The U.S. House of Representatives has given a unanimous thumbs-up to the Give Kids A Chance Act, which would revive the FDA’s rare pediatric review voucher program following its expiration in December of last year.
Rep. Michael McCaul, R-Texas, introduced the legislation in February alongside support from five other Republican Congressmen and five Democrats. The bill now advances to a Senate vote.
“By strengthening incentives for pediatric drug development, restoring essential programs such as the FDA Rare Pediatric Disease Priority Review Voucher, and ensuring that life-saving therapies reach the children who need them most, we are making meaningful progress,” Rep. Gus Bilirakis, R-Fla., said in a release.
The initiative, which was established in 2012, offered drugmakers a financial incentive in the form of a priority review voucher (PRV) to develop rare disease treatments for children.
PRVs are valued commodities in the biopharma industry because they can slash the FDA’s review time of drug applications from the standard 10 months to six months. In many cases, companies that were awarded PRVs for developing approved rare disease drugs sold them to other drugmakers anxious to bring a lucrative product to the market.

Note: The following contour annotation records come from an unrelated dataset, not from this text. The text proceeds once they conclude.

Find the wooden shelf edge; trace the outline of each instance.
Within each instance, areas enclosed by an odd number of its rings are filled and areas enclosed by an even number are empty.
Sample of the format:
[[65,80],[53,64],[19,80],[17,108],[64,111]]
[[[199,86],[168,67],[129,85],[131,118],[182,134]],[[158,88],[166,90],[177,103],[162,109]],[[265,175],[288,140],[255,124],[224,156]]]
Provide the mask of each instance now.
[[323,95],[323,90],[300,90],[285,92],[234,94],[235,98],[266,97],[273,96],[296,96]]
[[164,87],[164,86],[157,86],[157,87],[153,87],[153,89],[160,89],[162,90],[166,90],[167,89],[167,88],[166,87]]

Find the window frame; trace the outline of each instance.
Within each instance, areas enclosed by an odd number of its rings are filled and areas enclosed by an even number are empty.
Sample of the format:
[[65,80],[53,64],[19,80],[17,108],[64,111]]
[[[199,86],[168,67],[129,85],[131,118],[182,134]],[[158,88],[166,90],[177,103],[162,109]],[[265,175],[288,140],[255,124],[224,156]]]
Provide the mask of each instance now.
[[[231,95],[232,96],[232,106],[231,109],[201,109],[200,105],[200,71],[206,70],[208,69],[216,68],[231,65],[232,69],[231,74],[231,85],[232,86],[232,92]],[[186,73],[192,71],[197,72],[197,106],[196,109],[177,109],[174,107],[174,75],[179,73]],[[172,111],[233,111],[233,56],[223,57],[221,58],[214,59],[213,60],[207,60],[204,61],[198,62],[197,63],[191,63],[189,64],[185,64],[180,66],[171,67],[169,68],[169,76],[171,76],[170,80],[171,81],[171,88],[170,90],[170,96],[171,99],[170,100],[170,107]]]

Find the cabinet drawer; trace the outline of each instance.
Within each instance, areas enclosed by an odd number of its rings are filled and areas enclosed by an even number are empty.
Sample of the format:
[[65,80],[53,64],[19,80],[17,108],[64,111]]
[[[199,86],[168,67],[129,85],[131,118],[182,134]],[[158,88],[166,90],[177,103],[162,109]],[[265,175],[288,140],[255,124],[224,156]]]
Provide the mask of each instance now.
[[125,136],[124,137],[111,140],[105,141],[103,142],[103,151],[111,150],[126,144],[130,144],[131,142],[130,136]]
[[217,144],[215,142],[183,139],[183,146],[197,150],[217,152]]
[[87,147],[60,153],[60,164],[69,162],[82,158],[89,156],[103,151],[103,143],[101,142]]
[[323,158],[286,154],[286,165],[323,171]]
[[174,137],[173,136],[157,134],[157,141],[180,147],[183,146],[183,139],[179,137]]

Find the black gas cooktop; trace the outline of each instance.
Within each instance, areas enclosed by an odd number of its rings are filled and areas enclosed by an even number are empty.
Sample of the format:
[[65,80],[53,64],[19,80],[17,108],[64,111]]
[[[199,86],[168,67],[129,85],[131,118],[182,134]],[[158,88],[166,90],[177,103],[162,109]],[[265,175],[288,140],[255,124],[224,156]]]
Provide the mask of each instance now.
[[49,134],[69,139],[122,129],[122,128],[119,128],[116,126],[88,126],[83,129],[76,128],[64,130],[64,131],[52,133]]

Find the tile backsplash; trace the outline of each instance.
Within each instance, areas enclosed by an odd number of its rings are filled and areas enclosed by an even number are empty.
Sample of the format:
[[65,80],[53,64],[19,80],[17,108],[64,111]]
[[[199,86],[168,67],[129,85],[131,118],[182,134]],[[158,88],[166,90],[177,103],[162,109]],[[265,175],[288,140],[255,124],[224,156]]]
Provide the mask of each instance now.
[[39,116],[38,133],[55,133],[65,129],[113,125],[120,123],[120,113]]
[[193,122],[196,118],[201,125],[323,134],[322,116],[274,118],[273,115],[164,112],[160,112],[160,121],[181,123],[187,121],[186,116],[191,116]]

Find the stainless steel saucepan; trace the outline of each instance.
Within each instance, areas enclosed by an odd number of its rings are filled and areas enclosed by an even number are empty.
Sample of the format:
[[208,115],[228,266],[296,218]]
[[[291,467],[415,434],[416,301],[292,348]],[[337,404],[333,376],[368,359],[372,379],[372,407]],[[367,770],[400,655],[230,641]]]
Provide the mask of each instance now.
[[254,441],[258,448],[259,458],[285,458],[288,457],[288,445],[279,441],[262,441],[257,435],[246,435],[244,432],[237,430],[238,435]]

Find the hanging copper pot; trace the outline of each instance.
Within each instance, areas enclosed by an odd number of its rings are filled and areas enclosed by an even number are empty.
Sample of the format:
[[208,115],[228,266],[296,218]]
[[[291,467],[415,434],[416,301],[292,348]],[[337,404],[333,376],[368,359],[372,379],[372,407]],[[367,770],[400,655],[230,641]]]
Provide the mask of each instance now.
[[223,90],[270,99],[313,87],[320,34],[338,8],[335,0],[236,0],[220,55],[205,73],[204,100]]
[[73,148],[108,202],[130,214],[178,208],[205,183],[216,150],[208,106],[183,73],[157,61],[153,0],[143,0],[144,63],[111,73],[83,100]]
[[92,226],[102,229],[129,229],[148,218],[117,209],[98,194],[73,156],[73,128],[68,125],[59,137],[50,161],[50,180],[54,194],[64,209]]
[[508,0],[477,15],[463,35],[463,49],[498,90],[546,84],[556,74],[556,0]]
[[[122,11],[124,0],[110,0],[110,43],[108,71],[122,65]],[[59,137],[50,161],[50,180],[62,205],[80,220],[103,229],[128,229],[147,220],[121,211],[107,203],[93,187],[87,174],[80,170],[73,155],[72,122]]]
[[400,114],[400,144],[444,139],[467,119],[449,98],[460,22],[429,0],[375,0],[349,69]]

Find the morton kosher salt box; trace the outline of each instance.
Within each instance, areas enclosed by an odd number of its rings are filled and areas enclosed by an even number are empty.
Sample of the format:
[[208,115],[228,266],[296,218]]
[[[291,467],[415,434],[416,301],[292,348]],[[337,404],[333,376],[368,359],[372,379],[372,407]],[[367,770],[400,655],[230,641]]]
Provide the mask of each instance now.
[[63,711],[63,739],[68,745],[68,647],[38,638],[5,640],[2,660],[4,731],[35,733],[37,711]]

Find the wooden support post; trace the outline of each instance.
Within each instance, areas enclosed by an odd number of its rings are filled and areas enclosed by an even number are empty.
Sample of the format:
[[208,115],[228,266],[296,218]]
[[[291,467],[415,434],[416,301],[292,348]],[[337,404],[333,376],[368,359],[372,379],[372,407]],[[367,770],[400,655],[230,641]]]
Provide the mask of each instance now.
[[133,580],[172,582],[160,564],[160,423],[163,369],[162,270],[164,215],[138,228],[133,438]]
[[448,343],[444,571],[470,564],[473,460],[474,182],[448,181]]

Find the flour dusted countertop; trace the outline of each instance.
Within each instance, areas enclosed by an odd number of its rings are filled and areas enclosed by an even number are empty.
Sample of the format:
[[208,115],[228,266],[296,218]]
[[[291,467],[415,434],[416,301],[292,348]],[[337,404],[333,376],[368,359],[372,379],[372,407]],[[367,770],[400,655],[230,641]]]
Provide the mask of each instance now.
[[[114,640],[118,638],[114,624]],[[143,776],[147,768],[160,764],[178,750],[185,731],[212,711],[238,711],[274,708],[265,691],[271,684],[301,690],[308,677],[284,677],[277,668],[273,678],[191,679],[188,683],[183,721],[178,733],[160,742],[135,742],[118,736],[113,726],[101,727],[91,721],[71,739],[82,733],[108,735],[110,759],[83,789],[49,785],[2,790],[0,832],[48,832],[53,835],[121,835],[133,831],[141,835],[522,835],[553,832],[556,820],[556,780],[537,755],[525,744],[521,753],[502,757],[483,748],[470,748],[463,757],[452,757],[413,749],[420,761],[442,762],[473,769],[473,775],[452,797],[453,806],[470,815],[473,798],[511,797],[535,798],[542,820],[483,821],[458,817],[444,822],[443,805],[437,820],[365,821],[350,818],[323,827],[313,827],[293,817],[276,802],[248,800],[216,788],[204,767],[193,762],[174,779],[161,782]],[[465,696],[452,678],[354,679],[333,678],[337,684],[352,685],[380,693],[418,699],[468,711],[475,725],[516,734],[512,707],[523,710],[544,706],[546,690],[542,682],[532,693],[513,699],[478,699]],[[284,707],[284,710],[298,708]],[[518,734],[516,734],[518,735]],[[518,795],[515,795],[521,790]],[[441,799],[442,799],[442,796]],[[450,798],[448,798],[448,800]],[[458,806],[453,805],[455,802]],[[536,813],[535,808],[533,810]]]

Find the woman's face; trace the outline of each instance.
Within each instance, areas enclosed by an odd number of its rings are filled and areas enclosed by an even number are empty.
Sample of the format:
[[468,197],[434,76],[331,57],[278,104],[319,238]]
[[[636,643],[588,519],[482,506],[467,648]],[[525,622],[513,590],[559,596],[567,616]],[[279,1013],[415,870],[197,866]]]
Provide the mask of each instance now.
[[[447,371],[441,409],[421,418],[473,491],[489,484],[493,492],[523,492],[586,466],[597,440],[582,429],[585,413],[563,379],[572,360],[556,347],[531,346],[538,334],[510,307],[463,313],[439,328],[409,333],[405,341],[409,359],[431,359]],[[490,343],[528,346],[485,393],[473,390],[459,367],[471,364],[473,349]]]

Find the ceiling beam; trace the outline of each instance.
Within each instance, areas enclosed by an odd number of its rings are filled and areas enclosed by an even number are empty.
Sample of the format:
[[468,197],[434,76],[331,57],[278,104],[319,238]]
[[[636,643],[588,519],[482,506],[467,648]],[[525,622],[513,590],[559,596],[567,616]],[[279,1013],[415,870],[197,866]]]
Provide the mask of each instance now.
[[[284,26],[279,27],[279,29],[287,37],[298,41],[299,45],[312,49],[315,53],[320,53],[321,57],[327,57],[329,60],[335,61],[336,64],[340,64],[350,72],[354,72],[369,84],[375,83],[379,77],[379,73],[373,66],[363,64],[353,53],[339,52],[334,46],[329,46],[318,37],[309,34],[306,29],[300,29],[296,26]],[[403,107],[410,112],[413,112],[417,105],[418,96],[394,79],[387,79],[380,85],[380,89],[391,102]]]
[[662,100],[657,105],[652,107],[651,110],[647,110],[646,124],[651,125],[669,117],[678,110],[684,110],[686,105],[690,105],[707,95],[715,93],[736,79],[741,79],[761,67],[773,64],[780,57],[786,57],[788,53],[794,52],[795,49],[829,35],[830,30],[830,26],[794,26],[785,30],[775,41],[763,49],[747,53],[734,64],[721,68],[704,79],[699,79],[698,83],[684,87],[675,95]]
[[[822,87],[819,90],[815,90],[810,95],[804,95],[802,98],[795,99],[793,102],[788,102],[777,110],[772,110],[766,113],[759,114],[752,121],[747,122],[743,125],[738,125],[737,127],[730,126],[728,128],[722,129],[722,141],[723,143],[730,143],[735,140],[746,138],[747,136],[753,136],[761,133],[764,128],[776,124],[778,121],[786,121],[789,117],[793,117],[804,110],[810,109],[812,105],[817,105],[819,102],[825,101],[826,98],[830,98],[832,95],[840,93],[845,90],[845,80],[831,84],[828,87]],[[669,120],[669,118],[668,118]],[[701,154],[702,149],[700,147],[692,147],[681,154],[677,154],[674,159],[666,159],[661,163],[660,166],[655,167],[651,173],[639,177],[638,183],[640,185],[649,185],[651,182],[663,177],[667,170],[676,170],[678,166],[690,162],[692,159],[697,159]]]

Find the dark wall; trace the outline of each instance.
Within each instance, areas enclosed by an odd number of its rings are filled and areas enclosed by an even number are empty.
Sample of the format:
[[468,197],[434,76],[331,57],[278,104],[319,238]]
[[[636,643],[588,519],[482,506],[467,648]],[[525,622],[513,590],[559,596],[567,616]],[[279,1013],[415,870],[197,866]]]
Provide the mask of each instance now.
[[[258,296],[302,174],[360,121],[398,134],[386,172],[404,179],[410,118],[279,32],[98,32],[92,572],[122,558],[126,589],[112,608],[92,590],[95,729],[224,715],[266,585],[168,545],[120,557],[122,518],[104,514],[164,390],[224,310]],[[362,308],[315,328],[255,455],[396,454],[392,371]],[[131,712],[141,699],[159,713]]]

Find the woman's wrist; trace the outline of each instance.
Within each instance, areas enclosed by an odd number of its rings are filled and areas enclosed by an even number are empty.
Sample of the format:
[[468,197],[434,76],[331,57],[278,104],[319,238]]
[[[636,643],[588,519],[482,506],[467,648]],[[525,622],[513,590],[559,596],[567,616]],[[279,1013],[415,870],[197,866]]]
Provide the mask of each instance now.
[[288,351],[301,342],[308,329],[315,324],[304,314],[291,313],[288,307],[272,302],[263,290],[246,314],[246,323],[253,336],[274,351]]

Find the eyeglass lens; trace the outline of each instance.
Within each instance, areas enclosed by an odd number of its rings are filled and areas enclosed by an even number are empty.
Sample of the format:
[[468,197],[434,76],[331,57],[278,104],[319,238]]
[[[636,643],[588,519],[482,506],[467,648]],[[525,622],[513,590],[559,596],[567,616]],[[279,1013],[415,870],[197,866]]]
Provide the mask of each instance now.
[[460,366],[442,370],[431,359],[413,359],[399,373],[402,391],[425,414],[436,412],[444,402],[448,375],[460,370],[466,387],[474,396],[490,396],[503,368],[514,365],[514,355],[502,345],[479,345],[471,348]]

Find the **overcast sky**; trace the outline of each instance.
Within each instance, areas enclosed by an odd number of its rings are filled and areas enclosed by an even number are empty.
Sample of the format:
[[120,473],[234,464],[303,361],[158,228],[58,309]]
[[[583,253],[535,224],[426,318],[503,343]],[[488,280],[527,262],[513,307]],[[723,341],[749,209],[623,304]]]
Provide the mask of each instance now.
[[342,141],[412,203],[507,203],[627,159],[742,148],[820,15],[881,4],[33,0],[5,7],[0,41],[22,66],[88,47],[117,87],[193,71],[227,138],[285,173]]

As it previously appeared that the pediatric review voucher program was not going to gain Congressional reauthorization and the availability of PRVs grew scarce, their prices increased from a standard $100 million. In August of last year, Ipsen received $158 million from an unnamed buyer for a PRV it gained from the FDA upon approval of the rare disease drug Sohonos in August of 2023.
Six months ago, an unnamed buyer paid Bavarian Nordic $160 million for a PRV awarded by the FDA under its tropical disease incentive program for the February approval of the chikungunya vaccine Vimkunya. In May, Abeona Therapeutics sold a PRV for $155 million that it had gained just two weeks earlier upon the approval of its gene therapy Zevaskyn.
After the rare pediatric review program expired, there were calls from the industry to reestablish it, while critics raised concerns that the ability to sell PRVs at high prices distorted the program's original purpose.
In an article published in February, lawyers at Hyman, Phelps & McNamara suggested the end of the rare pediatric PRV program could lead to increased value of the tropical disease PRVs, potentially to a level on par with a record $350 million that AbbVie paid United Therapeutics in 2015.
Meanwhile, in June of this year, the FDA introduced a new PRV program designed to shorten drug review time to as little as one or two months. The commissioner’s National Priority Voucher (CNPV) coupon is given to “companies aligned with U.S. national priorities,” the FDA said. Unlike existing PRVs, CNPVs are nontransferable.